On Wednesday, some residents of Newberg, a town of 23,000 situated 25 miles (40 kilometers) southwest of Portland, erected signs quoting Morelock’s reply to Piros. Newberg Equity in Education, a group composed mostly of parents who oppose the school board’s recent rightward tilt, planned a demonstration Thursday at the school district office.
The four conservative board members offered no explanation as they summarily fired Morelock, giving him 10 days left on the job.
The superintendent’s advisory cabinet, composed of administrators across the school district, quickly objected, saying they were “shocked and dismayed that the board would take this disruptive action in the middle of the school year.”
They described Morelock as a tireless advocate for the schools, noting that he took over as interim superintendent in 2018 “with the district in significant financial difficulty after having to lay off staff.”
“Under his leadership, new contracts with our associations brought better pay to teachers and staff, more educational school days for our students, a stabilized financial situation with a safety net of over $9 million in the ending fund balance, and the passage of the largest construction bond in the history of Newberg Public Schools,” the administrators said.
Attempts to reach Morelock for comment were referred to the school district spokesman, who did not immediately return phone calls.
The teachers union in Newberg denounced Morelock’s termination as “yet another example of a board majority bringing instability to our schools.”
The Newberg Education Association union has already filed a lawsuit over a policy passed by the conservative school board members that limits what kinds of images or signs school employees can display on campus.

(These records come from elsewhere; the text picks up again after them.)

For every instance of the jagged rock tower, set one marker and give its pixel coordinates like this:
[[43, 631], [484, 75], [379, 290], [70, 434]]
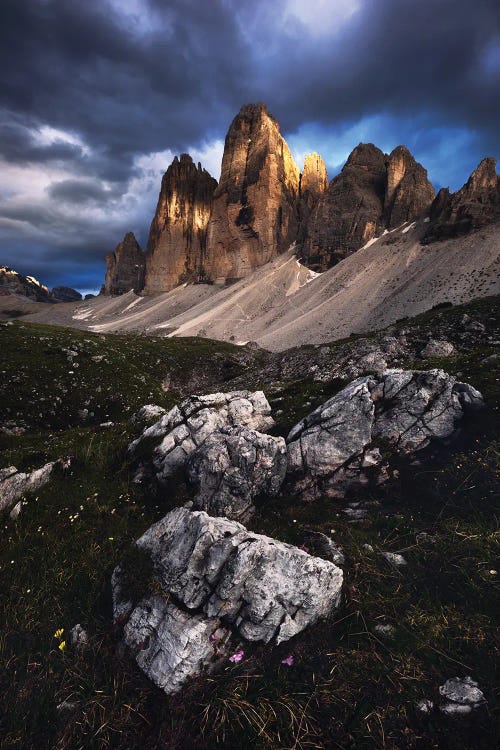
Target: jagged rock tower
[[177, 242], [125, 267], [373, 192], [477, 203], [254, 214]]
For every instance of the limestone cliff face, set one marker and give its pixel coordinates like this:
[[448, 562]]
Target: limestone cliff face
[[373, 192], [125, 267], [314, 178], [476, 204], [408, 192], [349, 213], [254, 212], [313, 184], [177, 241]]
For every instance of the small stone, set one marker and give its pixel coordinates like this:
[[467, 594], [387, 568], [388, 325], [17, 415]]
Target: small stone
[[437, 348], [16, 510], [395, 558], [425, 706], [463, 691], [423, 537], [384, 629], [147, 414], [78, 637]]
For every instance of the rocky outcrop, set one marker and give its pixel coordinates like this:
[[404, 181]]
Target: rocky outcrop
[[217, 584], [232, 467], [15, 484], [175, 437], [65, 294], [177, 244], [373, 192], [314, 179], [125, 267], [408, 192], [12, 282], [349, 214], [313, 184], [254, 212], [335, 448], [476, 204]]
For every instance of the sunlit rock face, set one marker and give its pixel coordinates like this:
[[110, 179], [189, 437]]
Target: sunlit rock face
[[12, 282], [177, 242], [349, 214], [476, 204], [125, 267], [313, 184], [373, 192], [408, 192], [254, 213]]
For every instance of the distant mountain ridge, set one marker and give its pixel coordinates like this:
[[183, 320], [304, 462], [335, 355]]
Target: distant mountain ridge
[[14, 283], [204, 231]]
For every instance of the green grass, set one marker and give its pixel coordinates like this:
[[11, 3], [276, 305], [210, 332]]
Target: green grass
[[348, 687]]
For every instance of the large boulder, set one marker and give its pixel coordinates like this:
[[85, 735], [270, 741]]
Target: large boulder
[[175, 437], [125, 267], [217, 584], [336, 447], [15, 484], [234, 466]]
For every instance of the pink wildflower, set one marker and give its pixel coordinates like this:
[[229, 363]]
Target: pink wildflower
[[238, 656]]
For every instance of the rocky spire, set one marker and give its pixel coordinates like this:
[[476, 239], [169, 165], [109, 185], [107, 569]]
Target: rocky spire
[[177, 237], [313, 184], [408, 192], [349, 213], [254, 213], [314, 178], [373, 192], [125, 267], [477, 203]]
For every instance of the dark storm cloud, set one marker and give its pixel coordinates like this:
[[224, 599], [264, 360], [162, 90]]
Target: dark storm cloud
[[77, 192], [17, 144], [174, 75]]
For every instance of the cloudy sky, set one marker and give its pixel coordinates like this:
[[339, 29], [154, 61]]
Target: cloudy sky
[[96, 98]]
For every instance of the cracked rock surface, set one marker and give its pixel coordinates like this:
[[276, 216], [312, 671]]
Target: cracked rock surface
[[185, 427], [461, 695], [216, 576], [334, 447], [14, 484], [232, 467]]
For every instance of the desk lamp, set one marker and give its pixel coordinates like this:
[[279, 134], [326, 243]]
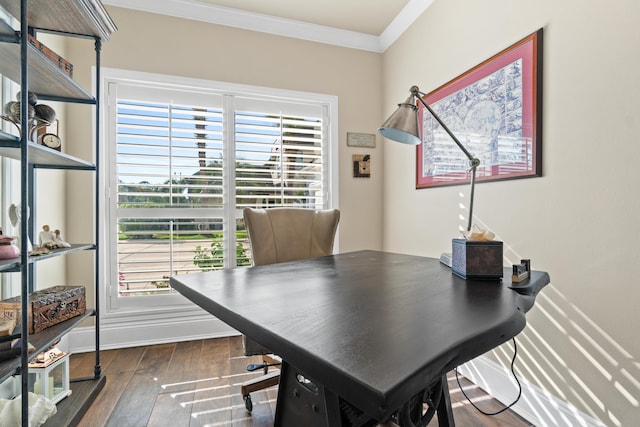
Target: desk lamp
[[471, 259]]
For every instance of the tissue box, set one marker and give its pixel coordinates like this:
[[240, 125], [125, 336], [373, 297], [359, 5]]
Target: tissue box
[[477, 260], [47, 307]]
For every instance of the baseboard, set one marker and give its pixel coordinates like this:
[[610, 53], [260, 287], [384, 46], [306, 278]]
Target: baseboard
[[537, 406], [143, 333]]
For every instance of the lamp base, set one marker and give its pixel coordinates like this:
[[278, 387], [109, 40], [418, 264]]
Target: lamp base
[[477, 260]]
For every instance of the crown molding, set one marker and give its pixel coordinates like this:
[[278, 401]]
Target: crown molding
[[194, 10]]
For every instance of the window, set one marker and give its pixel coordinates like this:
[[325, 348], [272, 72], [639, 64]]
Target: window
[[182, 160]]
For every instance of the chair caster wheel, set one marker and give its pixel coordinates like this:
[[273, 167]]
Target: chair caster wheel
[[248, 404]]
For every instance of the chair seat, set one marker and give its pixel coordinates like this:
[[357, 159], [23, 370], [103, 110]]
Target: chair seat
[[281, 235]]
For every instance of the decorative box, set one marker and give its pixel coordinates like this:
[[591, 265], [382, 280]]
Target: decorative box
[[56, 59], [48, 377], [47, 307], [477, 259]]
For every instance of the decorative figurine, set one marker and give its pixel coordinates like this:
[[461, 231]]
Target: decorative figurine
[[61, 243], [14, 217], [7, 249], [51, 239], [45, 238]]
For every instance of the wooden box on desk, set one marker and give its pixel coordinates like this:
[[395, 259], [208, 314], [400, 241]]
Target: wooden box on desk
[[47, 307], [477, 259]]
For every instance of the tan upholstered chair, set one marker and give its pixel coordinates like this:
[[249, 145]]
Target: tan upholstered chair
[[281, 235]]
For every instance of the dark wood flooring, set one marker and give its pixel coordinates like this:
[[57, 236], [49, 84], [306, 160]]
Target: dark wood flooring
[[196, 384]]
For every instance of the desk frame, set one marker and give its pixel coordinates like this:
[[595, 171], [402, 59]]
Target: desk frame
[[327, 316]]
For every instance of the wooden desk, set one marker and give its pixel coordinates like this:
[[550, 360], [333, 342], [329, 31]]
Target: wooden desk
[[369, 329]]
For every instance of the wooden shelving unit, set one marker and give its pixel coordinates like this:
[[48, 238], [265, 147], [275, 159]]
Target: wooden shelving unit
[[23, 63]]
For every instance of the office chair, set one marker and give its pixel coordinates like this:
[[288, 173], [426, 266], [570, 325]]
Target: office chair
[[281, 235]]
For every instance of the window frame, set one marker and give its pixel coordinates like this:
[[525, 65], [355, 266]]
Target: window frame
[[116, 309]]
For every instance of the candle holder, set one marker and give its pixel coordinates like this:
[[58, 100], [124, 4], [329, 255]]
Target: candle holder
[[49, 375]]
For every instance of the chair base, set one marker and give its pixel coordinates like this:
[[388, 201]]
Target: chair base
[[269, 379]]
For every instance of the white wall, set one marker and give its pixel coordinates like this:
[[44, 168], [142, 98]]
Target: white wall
[[579, 221]]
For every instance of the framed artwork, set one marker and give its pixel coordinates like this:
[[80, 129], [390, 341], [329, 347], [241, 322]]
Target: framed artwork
[[361, 165], [495, 110]]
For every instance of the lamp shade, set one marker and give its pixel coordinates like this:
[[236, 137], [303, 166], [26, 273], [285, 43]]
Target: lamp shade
[[402, 125]]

The board initially passed a rule banning school staff from displaying Black Lives Matter and gay pride symbols, but then expanded it to all political or controversial signs and symbols after being advised the first rule wouldn’t survive a legal challenge.
The union argues the policy violates the U.S. Constitution’s First Amendment protecting free speech and the Fourteenth Amendment guaranteeing equal protection.
In Tuesday night’s meeting, board member Penner called the conservative members “cowards” and predicted they’d be sued for firing Morelock. She also pointed out that Morelock would be receiving his salary for a year and that an interim superintendent will now need to be hired.
“So we’ll be paying for two superintendents and the financial and legal liabilities to the district are endless,” she said.
Newberg Mayor Rick Rogers has previously told the four conservative board members their actions can hurt the town, which features a dozen wine tasting rooms and a university founded by Quakers.
“While you may believe your actions only affect the school district, please know in truth your actions impact us all. To thrive, Newberg must be welcoming to all,” he wrote.